El juez asignado a Fathi y Jaudat decidió fijar la próxima audiencia para dos meses más tarde. Rápida y de forma simple, sin titubear, los mantuvo en custodia. No hay prisa, igual serán encontrados culpables de un crimen que no cometieron y el tiempo que han pasado en prisión será rebajado de la condena que recibirán. Las personas arrestadas en manifestaciones y acusadas de lanzar piedras, en su gran mayoría, enfrentarán la prisión. El proceso es simple: los primeros días de arresto las personas son sometidas a interrogatorios y torturas que tienen dos propósitos: el primero es el de hacerlos confesar los hechos, cometidos o no; y el segundo objetivo es el de obtener información sobre sus amigos para, de igual manera, incriminarlos.
Los investigadores del ejército, en una brillante combinación de fuerza bruta y falsas promesas, ponen al joven frente a una simple elección: confiesa y pasa de cinco a ocho meses en prisión, o no lo hace y puede incluso ser declarado inocente, pero el proceso puede tomar años, en los cuales la persona estará encerrada esperando el juicio. La combinación de miedo, tortura, falsas promesas y el hecho de que estos jóvenes son en la mayoría de los casos los que llevan alimento a sus hogares lleva a que muchos de ellos confiesen los cargos que se les imputan.
Esta forma de presión no es nueva y es parte de un sofisticado sistema de represión que fue desarrollado por Israel para aplastar todo tipo de levantamiento popular. Antes de lo sucedido en el pueblo de Nabi Salih, el pueblo de Nil’in sufrió un ataque similar: más de sesenta de sus habitantes fueron detenidos al mismo tiempo. Sin embargo, la represión no pudo quebrar el espíritu de las comunidades, pero debilitó de forma considerable el poder de las manifestaciones al lesionar sus liderazgos.
Las audiencias de Fathi y Jaudat finalizaron y la del tercer hombre, que estaba sentado junto a nosotros, empezó. Se veía inseguro pero determinado a decir algo a la corte, el Juez lo aceptó a regañadientes. Él se levantó orgulloso y se dirigió a la gente presente: “mi confesión fue obtenida usando la fuerza bruta y la tortura, no reconozco al Estado de Israel ni a este tribunal”. Se mantuvo en pie, mientras el soldado traducía sus palabras al juez, quien le devolvió una mirada aguzada.
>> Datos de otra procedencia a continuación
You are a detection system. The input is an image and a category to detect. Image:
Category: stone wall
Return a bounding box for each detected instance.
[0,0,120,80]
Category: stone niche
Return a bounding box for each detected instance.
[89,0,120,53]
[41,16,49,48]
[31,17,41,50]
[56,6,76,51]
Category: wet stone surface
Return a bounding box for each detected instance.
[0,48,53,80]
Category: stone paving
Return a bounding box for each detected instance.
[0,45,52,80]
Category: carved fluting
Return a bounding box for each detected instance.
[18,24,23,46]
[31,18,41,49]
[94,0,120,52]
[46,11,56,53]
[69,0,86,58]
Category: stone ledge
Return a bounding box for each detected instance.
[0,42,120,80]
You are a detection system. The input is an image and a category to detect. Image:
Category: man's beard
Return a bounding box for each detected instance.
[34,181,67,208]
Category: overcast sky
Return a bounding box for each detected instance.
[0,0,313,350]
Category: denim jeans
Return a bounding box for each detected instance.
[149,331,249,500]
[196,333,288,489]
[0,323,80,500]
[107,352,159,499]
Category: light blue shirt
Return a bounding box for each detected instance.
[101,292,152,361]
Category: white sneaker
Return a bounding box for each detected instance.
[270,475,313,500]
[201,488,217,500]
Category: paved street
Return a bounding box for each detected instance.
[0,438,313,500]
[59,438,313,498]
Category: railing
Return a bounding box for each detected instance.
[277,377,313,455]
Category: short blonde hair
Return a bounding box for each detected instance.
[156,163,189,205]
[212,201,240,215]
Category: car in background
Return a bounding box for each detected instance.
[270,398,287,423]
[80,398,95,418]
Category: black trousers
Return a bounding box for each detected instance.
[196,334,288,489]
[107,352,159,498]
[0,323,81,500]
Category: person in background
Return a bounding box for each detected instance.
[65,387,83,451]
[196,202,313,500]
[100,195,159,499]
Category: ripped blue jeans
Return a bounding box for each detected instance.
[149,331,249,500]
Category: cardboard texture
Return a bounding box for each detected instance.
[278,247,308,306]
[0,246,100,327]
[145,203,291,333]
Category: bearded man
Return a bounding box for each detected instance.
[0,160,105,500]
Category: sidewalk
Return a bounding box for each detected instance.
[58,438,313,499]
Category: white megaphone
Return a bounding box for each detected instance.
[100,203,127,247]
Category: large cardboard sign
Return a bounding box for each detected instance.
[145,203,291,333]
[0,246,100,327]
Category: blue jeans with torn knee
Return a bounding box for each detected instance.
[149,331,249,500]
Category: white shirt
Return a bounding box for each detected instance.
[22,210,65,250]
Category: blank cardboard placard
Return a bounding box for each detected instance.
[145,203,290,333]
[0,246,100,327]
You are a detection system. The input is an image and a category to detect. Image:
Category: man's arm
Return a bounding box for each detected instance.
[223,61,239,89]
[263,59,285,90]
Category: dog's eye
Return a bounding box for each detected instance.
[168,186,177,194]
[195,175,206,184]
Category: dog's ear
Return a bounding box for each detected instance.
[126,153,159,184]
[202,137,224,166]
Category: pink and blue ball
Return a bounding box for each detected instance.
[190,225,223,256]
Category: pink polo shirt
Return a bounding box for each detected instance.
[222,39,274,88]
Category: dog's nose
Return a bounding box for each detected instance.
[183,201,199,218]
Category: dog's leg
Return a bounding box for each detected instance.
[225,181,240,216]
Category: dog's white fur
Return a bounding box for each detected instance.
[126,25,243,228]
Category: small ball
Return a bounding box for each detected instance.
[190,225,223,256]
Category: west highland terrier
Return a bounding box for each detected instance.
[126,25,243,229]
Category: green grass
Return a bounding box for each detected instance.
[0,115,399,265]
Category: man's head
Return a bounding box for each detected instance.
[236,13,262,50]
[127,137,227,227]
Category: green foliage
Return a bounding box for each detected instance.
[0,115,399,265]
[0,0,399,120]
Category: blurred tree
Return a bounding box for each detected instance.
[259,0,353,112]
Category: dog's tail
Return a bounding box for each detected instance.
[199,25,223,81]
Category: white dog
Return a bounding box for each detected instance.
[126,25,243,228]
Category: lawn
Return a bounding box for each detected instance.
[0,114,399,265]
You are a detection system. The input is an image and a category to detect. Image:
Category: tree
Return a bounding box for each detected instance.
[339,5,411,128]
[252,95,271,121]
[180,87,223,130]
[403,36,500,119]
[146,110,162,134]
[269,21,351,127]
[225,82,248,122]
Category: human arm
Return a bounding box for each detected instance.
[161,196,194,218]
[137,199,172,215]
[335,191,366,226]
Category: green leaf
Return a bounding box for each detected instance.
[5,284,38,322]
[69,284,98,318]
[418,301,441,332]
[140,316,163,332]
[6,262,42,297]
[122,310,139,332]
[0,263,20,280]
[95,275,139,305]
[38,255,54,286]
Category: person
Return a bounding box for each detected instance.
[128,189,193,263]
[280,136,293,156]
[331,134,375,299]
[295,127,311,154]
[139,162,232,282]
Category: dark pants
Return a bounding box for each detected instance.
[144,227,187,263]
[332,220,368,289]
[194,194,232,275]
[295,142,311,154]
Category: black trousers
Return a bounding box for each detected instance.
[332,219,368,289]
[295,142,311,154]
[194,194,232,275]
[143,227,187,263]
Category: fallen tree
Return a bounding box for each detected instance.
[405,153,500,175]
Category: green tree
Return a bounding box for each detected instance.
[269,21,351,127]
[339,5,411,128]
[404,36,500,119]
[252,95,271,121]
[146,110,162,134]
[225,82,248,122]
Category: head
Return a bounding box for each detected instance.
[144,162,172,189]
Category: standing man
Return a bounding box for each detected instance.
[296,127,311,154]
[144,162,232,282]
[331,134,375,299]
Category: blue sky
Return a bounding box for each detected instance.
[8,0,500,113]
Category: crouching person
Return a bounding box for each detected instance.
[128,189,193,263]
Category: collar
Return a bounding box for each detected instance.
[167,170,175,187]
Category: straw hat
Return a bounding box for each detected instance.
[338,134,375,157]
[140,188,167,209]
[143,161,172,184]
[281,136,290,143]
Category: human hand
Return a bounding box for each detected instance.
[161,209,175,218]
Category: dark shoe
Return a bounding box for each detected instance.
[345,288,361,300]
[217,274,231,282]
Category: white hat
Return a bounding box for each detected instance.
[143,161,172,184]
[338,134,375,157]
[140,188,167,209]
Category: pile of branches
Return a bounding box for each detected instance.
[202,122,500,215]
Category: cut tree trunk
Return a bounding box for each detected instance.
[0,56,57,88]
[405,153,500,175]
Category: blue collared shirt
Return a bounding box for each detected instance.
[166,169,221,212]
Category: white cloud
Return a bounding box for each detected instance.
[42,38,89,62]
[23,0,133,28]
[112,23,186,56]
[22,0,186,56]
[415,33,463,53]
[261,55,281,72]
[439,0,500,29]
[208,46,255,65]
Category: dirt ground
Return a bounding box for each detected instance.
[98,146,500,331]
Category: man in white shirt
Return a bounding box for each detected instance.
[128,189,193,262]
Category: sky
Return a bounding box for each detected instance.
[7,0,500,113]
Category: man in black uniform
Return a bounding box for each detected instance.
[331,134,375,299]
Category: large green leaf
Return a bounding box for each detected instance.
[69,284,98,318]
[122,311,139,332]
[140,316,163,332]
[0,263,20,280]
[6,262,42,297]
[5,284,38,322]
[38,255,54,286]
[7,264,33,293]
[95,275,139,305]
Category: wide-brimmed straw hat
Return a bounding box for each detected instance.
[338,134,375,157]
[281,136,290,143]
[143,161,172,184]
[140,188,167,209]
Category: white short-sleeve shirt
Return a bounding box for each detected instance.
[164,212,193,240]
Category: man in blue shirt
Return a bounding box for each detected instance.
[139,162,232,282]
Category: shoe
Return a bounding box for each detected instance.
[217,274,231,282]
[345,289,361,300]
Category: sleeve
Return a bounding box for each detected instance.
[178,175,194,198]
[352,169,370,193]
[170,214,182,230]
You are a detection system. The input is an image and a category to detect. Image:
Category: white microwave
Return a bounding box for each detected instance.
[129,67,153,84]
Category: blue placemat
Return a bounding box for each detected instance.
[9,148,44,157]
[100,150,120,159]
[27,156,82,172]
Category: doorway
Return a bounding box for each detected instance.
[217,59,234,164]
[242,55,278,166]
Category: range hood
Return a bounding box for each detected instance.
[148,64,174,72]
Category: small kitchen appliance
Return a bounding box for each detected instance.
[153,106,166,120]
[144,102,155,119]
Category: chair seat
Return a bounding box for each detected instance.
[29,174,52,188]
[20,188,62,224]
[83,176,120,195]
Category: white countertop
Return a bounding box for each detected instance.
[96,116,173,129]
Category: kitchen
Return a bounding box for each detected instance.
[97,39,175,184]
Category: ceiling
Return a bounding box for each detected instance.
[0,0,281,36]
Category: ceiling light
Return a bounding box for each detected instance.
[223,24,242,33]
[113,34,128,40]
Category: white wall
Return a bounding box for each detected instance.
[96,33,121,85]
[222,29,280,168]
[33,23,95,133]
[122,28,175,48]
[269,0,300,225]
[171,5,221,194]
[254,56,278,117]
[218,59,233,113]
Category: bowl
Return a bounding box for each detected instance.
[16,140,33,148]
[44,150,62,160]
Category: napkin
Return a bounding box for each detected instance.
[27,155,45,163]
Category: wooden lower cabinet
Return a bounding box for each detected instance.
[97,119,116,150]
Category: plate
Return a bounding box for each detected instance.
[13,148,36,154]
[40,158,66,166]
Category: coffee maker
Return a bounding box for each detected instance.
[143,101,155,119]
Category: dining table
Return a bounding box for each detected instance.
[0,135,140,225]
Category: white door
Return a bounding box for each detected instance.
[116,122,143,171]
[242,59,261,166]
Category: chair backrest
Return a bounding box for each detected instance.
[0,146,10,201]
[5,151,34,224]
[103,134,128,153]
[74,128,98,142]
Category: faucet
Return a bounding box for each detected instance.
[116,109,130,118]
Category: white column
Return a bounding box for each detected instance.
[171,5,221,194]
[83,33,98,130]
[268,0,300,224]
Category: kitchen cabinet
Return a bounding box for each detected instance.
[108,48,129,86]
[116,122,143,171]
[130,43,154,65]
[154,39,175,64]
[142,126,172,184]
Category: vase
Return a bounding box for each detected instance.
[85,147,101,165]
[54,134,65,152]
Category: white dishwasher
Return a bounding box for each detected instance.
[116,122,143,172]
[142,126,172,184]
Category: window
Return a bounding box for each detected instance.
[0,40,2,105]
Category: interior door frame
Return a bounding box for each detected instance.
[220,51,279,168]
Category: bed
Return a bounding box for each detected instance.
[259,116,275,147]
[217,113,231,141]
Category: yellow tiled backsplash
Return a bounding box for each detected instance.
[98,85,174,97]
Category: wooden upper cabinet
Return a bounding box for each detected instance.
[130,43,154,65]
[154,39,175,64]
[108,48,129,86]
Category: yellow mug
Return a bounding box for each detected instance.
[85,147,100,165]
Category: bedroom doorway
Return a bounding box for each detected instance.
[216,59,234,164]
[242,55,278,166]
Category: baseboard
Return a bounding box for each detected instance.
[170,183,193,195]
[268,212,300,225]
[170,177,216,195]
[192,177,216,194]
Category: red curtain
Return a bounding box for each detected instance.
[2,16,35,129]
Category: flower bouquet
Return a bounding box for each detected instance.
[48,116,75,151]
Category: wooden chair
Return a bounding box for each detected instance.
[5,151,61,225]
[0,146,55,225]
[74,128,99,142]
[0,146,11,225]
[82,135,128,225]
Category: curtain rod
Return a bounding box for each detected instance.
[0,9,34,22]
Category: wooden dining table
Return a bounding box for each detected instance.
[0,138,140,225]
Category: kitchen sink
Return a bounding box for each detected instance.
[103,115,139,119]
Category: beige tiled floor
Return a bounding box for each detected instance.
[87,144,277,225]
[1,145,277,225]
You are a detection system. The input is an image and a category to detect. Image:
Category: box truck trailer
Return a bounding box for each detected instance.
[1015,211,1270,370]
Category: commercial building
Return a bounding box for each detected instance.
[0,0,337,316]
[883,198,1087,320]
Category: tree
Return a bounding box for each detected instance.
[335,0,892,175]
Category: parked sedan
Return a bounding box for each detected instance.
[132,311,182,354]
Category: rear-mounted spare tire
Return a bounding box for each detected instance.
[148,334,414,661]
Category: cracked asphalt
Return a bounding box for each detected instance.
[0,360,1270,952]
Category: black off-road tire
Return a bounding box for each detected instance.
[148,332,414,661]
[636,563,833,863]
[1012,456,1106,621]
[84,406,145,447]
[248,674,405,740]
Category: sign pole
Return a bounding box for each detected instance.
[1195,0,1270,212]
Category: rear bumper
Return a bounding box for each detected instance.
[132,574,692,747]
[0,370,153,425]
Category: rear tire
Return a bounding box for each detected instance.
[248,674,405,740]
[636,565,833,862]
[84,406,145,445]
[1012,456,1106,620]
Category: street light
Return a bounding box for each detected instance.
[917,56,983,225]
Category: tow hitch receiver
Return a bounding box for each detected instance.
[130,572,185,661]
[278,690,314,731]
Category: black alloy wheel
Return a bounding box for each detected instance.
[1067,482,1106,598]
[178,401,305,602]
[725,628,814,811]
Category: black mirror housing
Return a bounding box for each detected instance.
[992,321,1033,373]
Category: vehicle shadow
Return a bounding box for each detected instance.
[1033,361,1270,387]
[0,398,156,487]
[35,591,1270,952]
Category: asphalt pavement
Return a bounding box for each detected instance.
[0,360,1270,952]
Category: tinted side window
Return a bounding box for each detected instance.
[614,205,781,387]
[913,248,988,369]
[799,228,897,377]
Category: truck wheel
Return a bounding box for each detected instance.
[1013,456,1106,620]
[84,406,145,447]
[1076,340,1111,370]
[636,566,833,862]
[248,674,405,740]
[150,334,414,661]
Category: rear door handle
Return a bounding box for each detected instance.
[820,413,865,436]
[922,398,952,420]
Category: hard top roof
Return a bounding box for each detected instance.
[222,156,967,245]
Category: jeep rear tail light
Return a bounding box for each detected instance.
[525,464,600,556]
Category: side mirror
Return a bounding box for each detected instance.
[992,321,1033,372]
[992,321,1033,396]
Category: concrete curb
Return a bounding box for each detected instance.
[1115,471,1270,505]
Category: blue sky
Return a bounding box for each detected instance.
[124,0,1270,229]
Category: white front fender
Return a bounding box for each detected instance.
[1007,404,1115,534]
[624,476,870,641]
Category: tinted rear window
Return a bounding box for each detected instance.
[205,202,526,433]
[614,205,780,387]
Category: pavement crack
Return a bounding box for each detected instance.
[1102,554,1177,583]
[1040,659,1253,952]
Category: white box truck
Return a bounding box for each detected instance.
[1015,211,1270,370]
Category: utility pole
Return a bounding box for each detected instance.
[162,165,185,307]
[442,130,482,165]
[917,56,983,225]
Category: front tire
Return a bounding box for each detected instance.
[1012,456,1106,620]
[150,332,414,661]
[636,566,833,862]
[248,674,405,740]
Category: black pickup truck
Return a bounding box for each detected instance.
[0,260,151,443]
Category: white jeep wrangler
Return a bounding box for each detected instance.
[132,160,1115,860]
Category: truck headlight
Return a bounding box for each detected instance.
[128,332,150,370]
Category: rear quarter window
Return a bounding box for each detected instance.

En la última celda nos despedimos de Abu Hanni e Im Fathi. Cuando la última puerta por fin se cerró y supuestamente tendríamos que sentirnos ‘libres’, nos paramos junto a nuestros automóviles en silencio: nada podía hacernos sentir mejor. Lo único que podíamos hacer ahora era pensar en aquellos a quienes su último resquicio de libertad les fue arrebatado por escoger no permanecer en silencio.